Por PEDRO PLAZA SALVATI
“Una novela es un estado de espíritu”, nos dice Antonio Muñoz Molina en su obra Como la sombra que se va, finalista del Man Booker International y ganadora del Premio Iberoamericano de Novela Elena Poniatowska de la Ciudad de México. Un estado de espíritu que germinó en el año 2012 al percatarse de que nadie le había prestado atención al hecho de que James Earl Ray, el asesino de Martin Luther King, estuvo en Lisboa del 8 al 17 de mayo de 1968, a pocos días del acontecimiento que ocasionó un operativo con 3.500 agentes del FBI destinados a seguir su pista. Había llegado a la ciudad huyendo de las autoridades, con un falso pasaporte canadiense, un revólver Liberty Chief calibre 38 y una recompensa de cien mil dólares guindándole de la pechera. Ese fue el génesis de la novela, lo que llevó a Muñoz Molina a escribir un esbozo de relato, un esbozo que culminó en una obra de más de quinientas páginas en las que, como de costumbre, despliega su maestría narrativa.
El autor español se sumergió en una investigación obsesiva sobre la vida de James Earl Ray, propósito que fue enriquecido con la afortunada coincidencia de la apertura de los archivos del caso por parte del FBI. Al estilo de los grandes novelistas de no ficción de tradición norteamericana, de la misma manera en la que Truman Capote se trasladó a Kansas para indagar sobre el asesinato de la familia Cutler y dar a luz a A Sangre fría, Muñoz Molina permaneció temporadas en Nueva Orleans, Memphis (lugar del asesinato), Tennesse, Mississippi, Arkansas, y en su entrañable Lisboa, siguiendo los pasos de James Earl Ray.
Lisboa es el punto de conexión geográfica de los tiempos cronológicos en los que trascurre la mayoría de los acontecimientos (1968, 1987 y 2012), bajo la égida de dos narradores que son como dos instrumentistas que se alternan solos virtuosos en las primeras trescientas páginas.
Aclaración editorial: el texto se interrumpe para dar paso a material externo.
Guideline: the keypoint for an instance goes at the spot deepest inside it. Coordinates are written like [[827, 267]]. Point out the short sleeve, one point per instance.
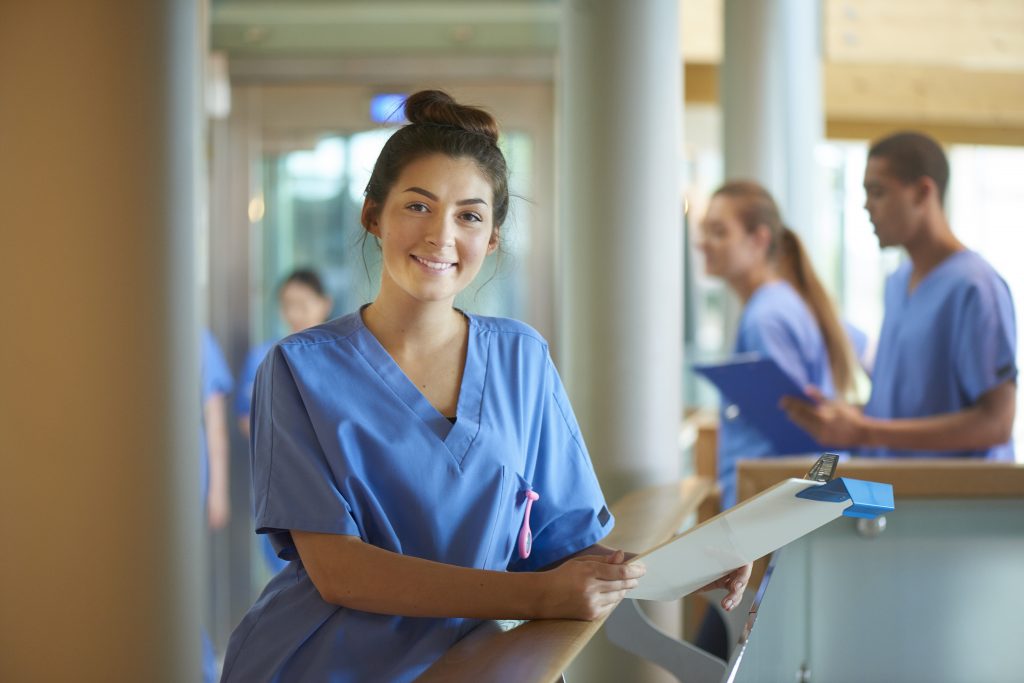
[[571, 513], [215, 376], [244, 396], [772, 338], [293, 485], [986, 348]]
La historia del asesino se entrelaza con la del novelista, este último con igual peso dentro de la obra: un narrador confesional que relata cómo se las ingenió para escribir el libro que lo llevaría a la fama, Invierno en Lisboa (1987). Por si fuera poco, al confesar experiencias de su vida íntima, trata al mismo tiempo sobre el uso de técnicas literarias en la escritura de una novela. Asimismo, la inquietante aparición esporádica pero recurrente de una segunda persona y una suerte de narrador más distante pero que a la vez se ancla en la mente de Martin Luther King, enriquece los puntos de vista. Sería infantil pensar que una novela de Muñoz Molina se pudiera radiografiar fácilmente: estamos ante una obra con múltiples narradores y con una estructura compleja, en el buen sentido del logro literario.
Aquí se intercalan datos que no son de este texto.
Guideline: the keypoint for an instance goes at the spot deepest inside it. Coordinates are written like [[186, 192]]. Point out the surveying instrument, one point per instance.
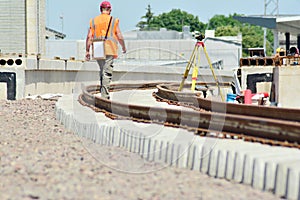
[[195, 62]]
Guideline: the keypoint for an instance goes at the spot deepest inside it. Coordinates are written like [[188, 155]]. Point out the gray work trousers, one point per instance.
[[106, 70]]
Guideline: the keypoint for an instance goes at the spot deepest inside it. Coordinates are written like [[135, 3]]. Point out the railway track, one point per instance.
[[267, 125]]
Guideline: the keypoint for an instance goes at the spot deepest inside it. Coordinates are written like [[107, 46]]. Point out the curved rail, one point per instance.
[[251, 128], [167, 91]]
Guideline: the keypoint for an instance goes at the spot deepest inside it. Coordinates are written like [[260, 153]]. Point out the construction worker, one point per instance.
[[105, 27]]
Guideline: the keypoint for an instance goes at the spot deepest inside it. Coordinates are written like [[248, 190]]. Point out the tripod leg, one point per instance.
[[188, 67], [214, 75], [195, 73]]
El primer capítulo es una obertura donde se muestran las melodías y armonías que constituirán el soporte y desarrollo de la novela. En el mismo se encuentran muchas claves e imágenes que reaparecen a lo largo del libro. Cada frase ocupa una funcionalidad específica que irá emergiendo como una onda expansiva. Es así como en ese primer capítulo los dos narradores que coparán dos tercios del libro se fusionan en uno solo: “El miedo me ha despertado en el interior de la conciencia de otro: el miedo y la intoxicación de las lecturas y la búsqueda… La habitación en sombras es cóncava y de techo bajo como una cueva o un sótano o el interior de un cráneo donde se aloja el cerebro de ese alguien que no soy yo”.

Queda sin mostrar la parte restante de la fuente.